(10日、春季近畿地区高校野球大会大阪府予選準々決勝 大阪桐蔭15―1堺東)
今春から初めてメンバー入りした大阪桐蔭の先発左腕、佐井川湧牙(ゆうが)(3年)が躍動した。
「回転数を意識している」と、最速142キロの直球の伸びで勝負する。一回に連打こそ許したが、真っすぐで押して5回1失点。15個のアウトのうち11個を三振で奪った。
昨年6月、練習中の走塁で転倒し、左肩を脱臼した。3カ月ほど投げることができず、走り込みやトレーニングばかりしていたという。
チームは昨秋の大阪府大会決勝で履正社に敗れて準優勝に終わった。また近畿大会は1回戦で滋賀学園に負け、6大会連続の選抜出場(2020年の中止を含む)も逃した。
「新チームでもメンバー外になって悔しくて、近畿大会はスタンドから見ていて、もっと悔しかった」と佐井川。
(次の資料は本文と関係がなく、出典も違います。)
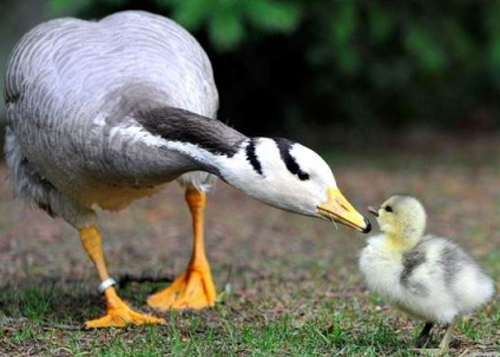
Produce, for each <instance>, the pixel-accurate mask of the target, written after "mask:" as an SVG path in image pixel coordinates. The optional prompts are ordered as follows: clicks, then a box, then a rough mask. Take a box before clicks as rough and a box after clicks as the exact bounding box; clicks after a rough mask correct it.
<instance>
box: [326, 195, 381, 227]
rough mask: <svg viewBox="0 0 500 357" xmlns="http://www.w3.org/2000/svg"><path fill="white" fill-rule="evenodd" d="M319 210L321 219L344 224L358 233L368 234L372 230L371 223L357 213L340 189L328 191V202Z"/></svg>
mask: <svg viewBox="0 0 500 357" xmlns="http://www.w3.org/2000/svg"><path fill="white" fill-rule="evenodd" d="M317 209H318V213H319V214H320V215H321V217H323V218H326V219H328V220H333V221H335V222H338V223H341V224H344V225H346V226H348V227H351V228H353V229H356V230H357V231H360V232H363V233H368V232H370V231H371V229H372V227H371V224H370V221H368V220H367V219H366V218H365V217H363V216H362V215H361V214H360V213H359V212H358V211H356V209H355V208H354V207H353V206H352V205H351V204H350V203H349V201H347V199H346V198H345V197H344V195H343V194H342V192H340V190H339V189H338V188H330V189H328V201H327V202H326V203H324V204H321V205H319V206H317Z"/></svg>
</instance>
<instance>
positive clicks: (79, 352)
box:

冬場に投げられるようになってからはフォーム固めに集中。体が開かなくなると、指先までしっかりと力が伝わるようになった。
年が明けて練習試合で結果を残し、今大会前に初めて背番号「11」をもらった。あまりのうれしさで「体が震えました」。友人や家族、中学時代の指導者など、思いつく知り合い全員に報告したほどだ。
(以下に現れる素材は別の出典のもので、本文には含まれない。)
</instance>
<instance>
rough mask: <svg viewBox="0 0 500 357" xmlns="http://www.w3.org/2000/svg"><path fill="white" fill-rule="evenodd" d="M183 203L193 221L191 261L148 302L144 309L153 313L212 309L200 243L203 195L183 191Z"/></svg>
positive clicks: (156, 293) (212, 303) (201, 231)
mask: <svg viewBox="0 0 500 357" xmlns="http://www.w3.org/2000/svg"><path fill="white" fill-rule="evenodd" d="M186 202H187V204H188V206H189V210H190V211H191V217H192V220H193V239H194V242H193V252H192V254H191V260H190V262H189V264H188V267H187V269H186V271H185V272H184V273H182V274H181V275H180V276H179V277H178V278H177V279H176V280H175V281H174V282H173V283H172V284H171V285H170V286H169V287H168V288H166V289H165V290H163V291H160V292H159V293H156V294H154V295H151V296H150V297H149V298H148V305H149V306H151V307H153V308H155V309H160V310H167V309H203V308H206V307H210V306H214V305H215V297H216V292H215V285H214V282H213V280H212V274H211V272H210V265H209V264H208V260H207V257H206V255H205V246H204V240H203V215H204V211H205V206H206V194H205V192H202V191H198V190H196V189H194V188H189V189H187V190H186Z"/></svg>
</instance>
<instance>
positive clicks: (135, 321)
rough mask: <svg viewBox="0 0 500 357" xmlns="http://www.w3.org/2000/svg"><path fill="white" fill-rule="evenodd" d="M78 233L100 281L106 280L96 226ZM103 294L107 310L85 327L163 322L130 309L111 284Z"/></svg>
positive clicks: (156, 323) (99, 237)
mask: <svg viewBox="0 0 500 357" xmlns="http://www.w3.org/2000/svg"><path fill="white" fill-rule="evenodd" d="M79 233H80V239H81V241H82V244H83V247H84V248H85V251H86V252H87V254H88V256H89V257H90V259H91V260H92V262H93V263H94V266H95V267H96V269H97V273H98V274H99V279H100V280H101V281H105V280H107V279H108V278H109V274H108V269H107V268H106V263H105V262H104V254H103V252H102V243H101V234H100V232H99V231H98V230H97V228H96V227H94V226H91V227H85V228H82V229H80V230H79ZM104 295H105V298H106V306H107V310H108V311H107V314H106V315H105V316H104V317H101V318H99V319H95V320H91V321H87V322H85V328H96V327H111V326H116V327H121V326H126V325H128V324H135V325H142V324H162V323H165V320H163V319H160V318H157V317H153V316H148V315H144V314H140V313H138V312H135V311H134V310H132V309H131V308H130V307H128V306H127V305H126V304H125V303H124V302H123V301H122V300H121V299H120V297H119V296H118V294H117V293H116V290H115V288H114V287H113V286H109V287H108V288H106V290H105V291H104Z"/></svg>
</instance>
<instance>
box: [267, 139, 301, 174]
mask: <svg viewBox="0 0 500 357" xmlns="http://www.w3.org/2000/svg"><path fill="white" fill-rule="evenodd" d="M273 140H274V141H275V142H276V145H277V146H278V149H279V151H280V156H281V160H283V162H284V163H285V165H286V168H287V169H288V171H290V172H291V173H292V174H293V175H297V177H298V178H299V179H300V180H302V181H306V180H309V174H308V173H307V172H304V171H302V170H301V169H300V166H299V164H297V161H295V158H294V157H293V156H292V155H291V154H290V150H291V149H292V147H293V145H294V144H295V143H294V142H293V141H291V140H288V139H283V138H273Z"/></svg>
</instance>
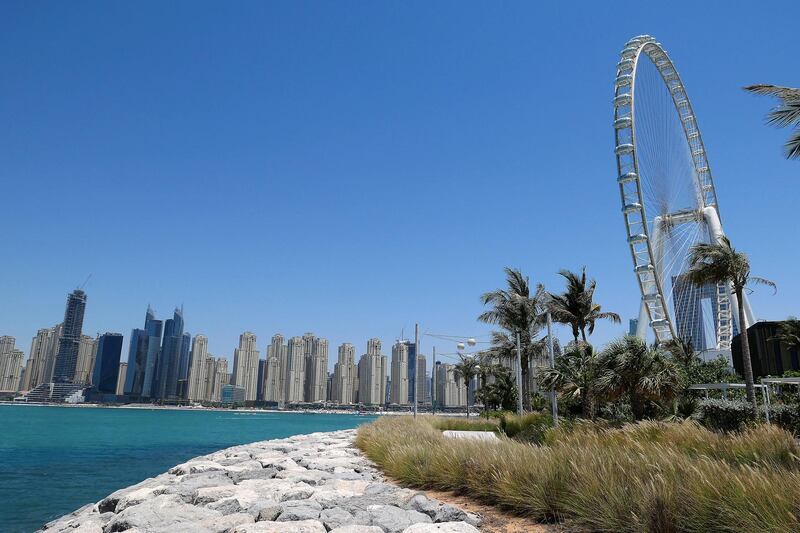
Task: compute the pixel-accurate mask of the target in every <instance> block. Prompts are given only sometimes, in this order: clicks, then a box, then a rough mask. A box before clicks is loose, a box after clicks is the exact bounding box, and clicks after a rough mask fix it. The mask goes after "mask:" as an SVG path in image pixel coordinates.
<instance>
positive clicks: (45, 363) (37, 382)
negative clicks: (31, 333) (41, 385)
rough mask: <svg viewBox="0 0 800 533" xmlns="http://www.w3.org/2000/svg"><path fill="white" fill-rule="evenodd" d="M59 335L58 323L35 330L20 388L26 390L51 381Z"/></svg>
mask: <svg viewBox="0 0 800 533" xmlns="http://www.w3.org/2000/svg"><path fill="white" fill-rule="evenodd" d="M60 336H61V325H60V324H59V325H57V326H55V327H52V328H43V329H40V330H39V331H37V332H36V336H35V337H34V338H33V340H32V341H31V350H30V352H29V353H28V364H27V366H26V367H25V379H24V381H23V383H22V386H21V387H20V389H21V390H24V391H28V390H31V389H34V388H36V387H37V386H38V385H41V384H42V383H49V382H50V381H52V377H53V376H52V371H53V366H55V365H54V363H55V359H56V353H57V352H58V339H59V337H60Z"/></svg>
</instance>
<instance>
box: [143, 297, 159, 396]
mask: <svg viewBox="0 0 800 533" xmlns="http://www.w3.org/2000/svg"><path fill="white" fill-rule="evenodd" d="M144 329H145V331H146V332H147V349H146V356H145V364H144V376H143V377H142V394H141V395H142V398H154V397H155V392H156V391H157V389H156V385H157V379H156V378H157V369H158V359H159V352H160V350H161V336H162V334H163V331H164V323H163V322H162V321H161V320H156V318H155V313H153V310H152V309H150V308H149V307H148V308H147V314H146V315H145V323H144Z"/></svg>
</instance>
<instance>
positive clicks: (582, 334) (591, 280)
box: [549, 267, 620, 342]
mask: <svg viewBox="0 0 800 533" xmlns="http://www.w3.org/2000/svg"><path fill="white" fill-rule="evenodd" d="M559 274H560V275H561V276H563V277H564V279H566V280H567V289H566V291H564V293H563V294H558V295H555V294H550V295H549V296H550V304H549V306H550V312H551V313H552V316H553V320H555V321H556V322H559V323H561V324H567V325H569V326H570V327H572V337H573V338H574V339H575V342H578V334H580V337H581V339H582V340H583V341H584V342H586V330H587V329H588V330H589V335H591V334H592V333H593V332H594V326H595V323H596V322H597V321H598V320H611V321H612V322H614V323H615V324H619V323H620V318H619V315H618V314H617V313H611V312H603V311H602V308H601V306H600V304H597V303H595V302H594V291H595V288H596V287H597V282H596V281H595V280H589V281H588V282H587V280H586V267H584V268H583V269H582V270H581V273H580V274H576V273H575V272H571V271H569V270H561V271H560V272H559Z"/></svg>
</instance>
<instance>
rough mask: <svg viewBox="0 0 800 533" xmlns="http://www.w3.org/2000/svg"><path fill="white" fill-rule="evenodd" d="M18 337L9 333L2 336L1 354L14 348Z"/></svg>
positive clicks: (4, 352) (0, 345) (0, 340)
mask: <svg viewBox="0 0 800 533" xmlns="http://www.w3.org/2000/svg"><path fill="white" fill-rule="evenodd" d="M16 343H17V339H15V338H14V337H11V336H9V335H3V336H0V355H2V354H4V353H8V352H10V351H11V350H13V349H14V345H15V344H16Z"/></svg>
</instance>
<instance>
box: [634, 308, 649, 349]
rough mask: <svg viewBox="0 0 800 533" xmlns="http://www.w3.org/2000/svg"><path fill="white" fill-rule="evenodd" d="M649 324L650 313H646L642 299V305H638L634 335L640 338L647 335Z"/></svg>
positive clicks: (642, 339)
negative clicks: (637, 316) (637, 313)
mask: <svg viewBox="0 0 800 533" xmlns="http://www.w3.org/2000/svg"><path fill="white" fill-rule="evenodd" d="M649 325H650V315H649V314H648V313H647V304H646V303H644V298H643V299H642V305H641V306H640V307H639V320H638V321H637V322H636V336H637V337H639V338H640V339H642V340H645V337H647V327H648V326H649Z"/></svg>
チームメートには森陽樹、中野大虎といった最速150キロ前後を誇る同級生がいる。ともに昨季のチームから甲子園で活躍した世代を代表する投手たちだ。
佐井川は「自分より上だし、2人がおってチームができていると思っている」と控えめだ。「その後ろに僕がいて、しっかり2人を支えて楽に投げさせてあげたい」と話す。
謙虚な3年生左腕に対し、西谷浩一監督の期待は大きい。
「コントロールもリズムも良い」と評価し、「左ピッチャーが欲しいところで頑張ってやってくれている。中野、森だけじゃなく、(2人と)一緒に投げられるくらいになってほしい」。
リベンジを目指す大阪桐蔭にとって、佐井川の活躍が鍵になりそうだ。